In verse:

There was an insane sanatorium

Whose inmates set up an emporium

They hawked all their manias

And taught their inanias

Holding class in a big crematorium.

 

And in this ersatz institution

They prated with circumlocution

For right was a fable

And wrong was unstable

And ethics mere irresolution.

 

You see this is all about power

For reality’s just a bit sour

Solipcism’s a hoot

When it’s done in cahoots

But this sure ain’t the ivory tower.

 

In prose:

One of the high points of Western civilization was the invention of the university, an institution for contemplating truth.  These days universities are under the shadow of various creeds – postmodernism, identity politics, pragmatism, moral antirealism, a whole tribe of them -- that deny the reality of objective truth.  There are differences among the members of this tribe, but they all either affirm, or in the end come to, what I say of them here.  Some, like critical legal theory, are frank about it.  Others are not.
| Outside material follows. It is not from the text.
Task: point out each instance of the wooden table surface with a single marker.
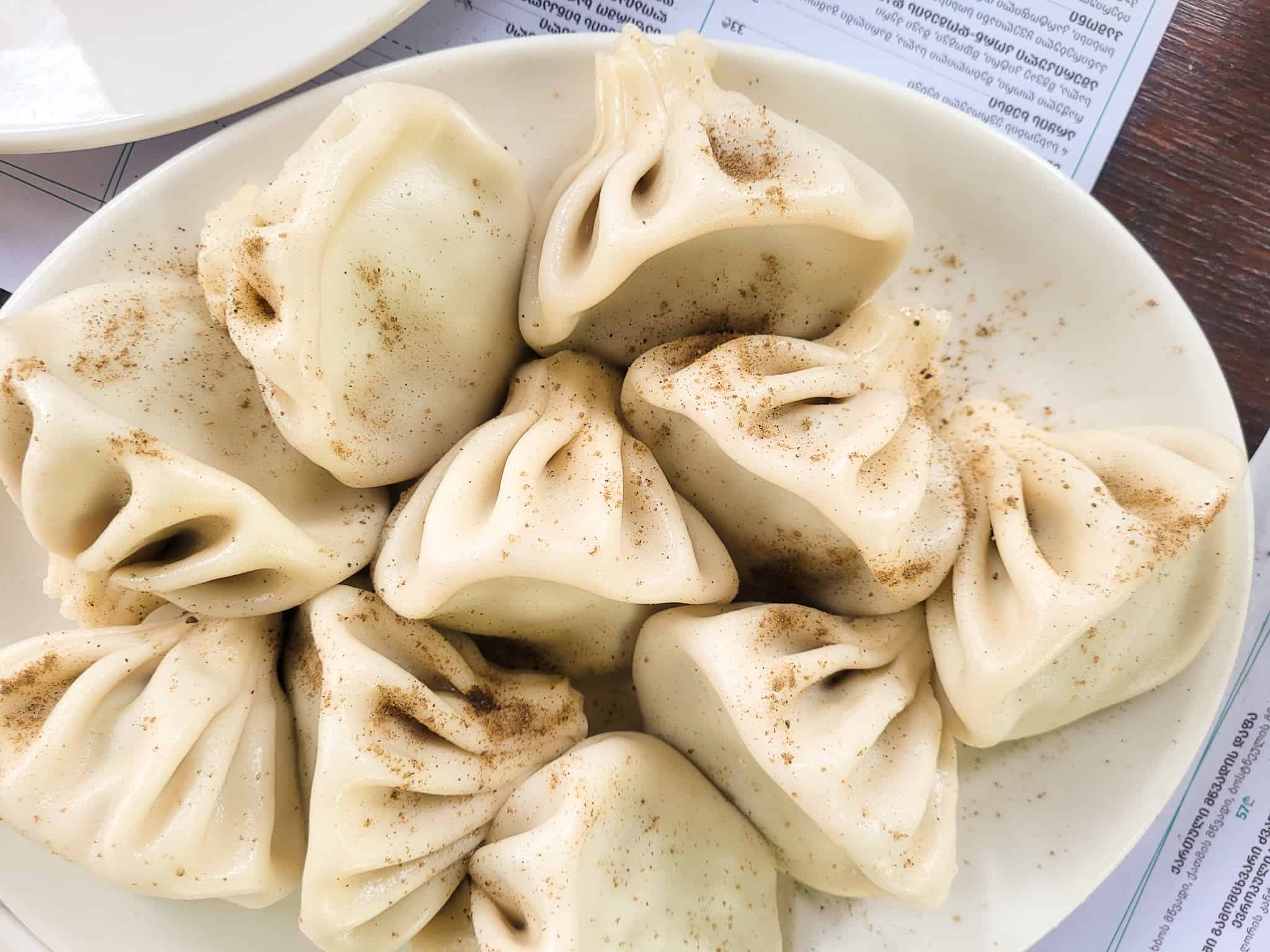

By objective truth I mean correspondence with reality.  As the logician Alfred Tarski remarked, the proposition “Snow is white” is true if and only if snow is white.  Those of whom I speak deny this.  In their view there is no reality to which thoughts must conform.  They use the word truth for what the powers that be say that it is, and nothing more.

Or they use it for something that in the end comes to what the powers that be say it is.  For example we may say that truth is “what works,” but since there are different ideas of how things should work, someone has to define what counts as working.  Or we may say that truth is “consensus,” but since we aren’t actually in consensus, someone has to announce what will be treated as though it were consensus.  “All of the people who matter say that ...”

This is supposed to be liberating.

If we examine these ideas we find mires and paradoxes.

One might think those who propound them were merely trying to criticize the hypocritical pretensions of the powerful.  But to say that the claims of the powerful are hypocritical pretentions is to say that they distort objective truth.  This in turn supposes that there is an objective truth to distort, which is just what they deny.  How exactly does such a doctrine help the powerless?  It baffles me that its proponents could be taken seriously.

They would do better to give up speaking and take up cawing, like crows.  At least crows don’t claim to be uttering meaningful propositions.

The craziness goes deeper still.  Logically, someone who thinks truth is nothing but what the powers that be say it is should acquiesce to power, shouldn’t he?  Since the powers that be define the truth.  Yet the proponents of these creeds typically make a great show of standing up to power.

The solution to the paradox is that for all their talk of standing up against the powers that be, in contemporary universities such folk are the powers that be.  They are the ones who say what works.  They are the ones who say whose consensus matters.

They are not standing up to power.  They are trying to secure and extend it.

To them, I suppose, this seems just.  For justice, like truth, is what those with power say it is -- and that means them.